I am currently trying to change the background color of a Label in SwiftUI
. As far as I know, SwiftUI takes a View as the parameter for the background Modifier.
However, I encountered a problem I am not able to fix:
I would like to change the background color of my Label by using a hex code or an RGB value. Because of some reason, when doing so the background color always changes to white.
This works perfectly fine:
Label(
title: { Text("someTitle") },
icon: { Image(systemName: "someName") }
)
.background(Color.purple) // Using the provided standard Colors works perfectly fine.
However, I would like to create a background color using a hex or RGB value:
.background(Color(Color.RGBColorSpace.sRGB, red: 92, green: 225, blue: 230, opacity: 1))
// or
.background(Color(UIColor(red: 220, green: 24, blue: 311, alpha: 1)))
This does not work and the background color of the Label always changes back to white. How to achieve this goal?

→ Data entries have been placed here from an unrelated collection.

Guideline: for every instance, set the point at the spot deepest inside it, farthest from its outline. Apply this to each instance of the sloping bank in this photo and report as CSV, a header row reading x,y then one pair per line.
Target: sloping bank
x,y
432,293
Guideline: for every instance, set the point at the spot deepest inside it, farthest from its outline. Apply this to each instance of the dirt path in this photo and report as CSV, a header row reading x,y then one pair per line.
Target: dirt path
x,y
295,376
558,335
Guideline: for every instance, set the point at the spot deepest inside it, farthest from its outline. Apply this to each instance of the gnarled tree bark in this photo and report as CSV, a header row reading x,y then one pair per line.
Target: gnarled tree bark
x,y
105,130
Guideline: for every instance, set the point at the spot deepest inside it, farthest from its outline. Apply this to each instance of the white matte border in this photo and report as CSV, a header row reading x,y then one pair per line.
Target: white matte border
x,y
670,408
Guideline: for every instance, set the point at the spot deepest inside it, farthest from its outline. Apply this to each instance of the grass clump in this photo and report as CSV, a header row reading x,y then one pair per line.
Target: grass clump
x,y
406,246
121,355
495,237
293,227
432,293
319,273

The UIColor init method UIColor(red:green:blue:alpha)
takes float values from 0 to 1 for each value.
Any value ≥ 1.0 is going to "max out" that color. So an expression like UIColor(red: 220, green: 24, blue: 311, alpha: 1)
will set all 3 color channels and alpha to 1.0, resulting in white. So would UIColor(red: 1.0, green: 1.0, blue: 1.0, alpha: 1.0)
You could create an extension to UIColor that adds convenience initializers that would take values of different types. First, and initializer that would take values from 0-255 for each. Then you could create another intializer UIColor.init(hexString:String)
.
The one that took values from 0-255 would be a lot easier to write. The one that took hex strings would involve implementing a hex parser. I bet somebody has already written it though.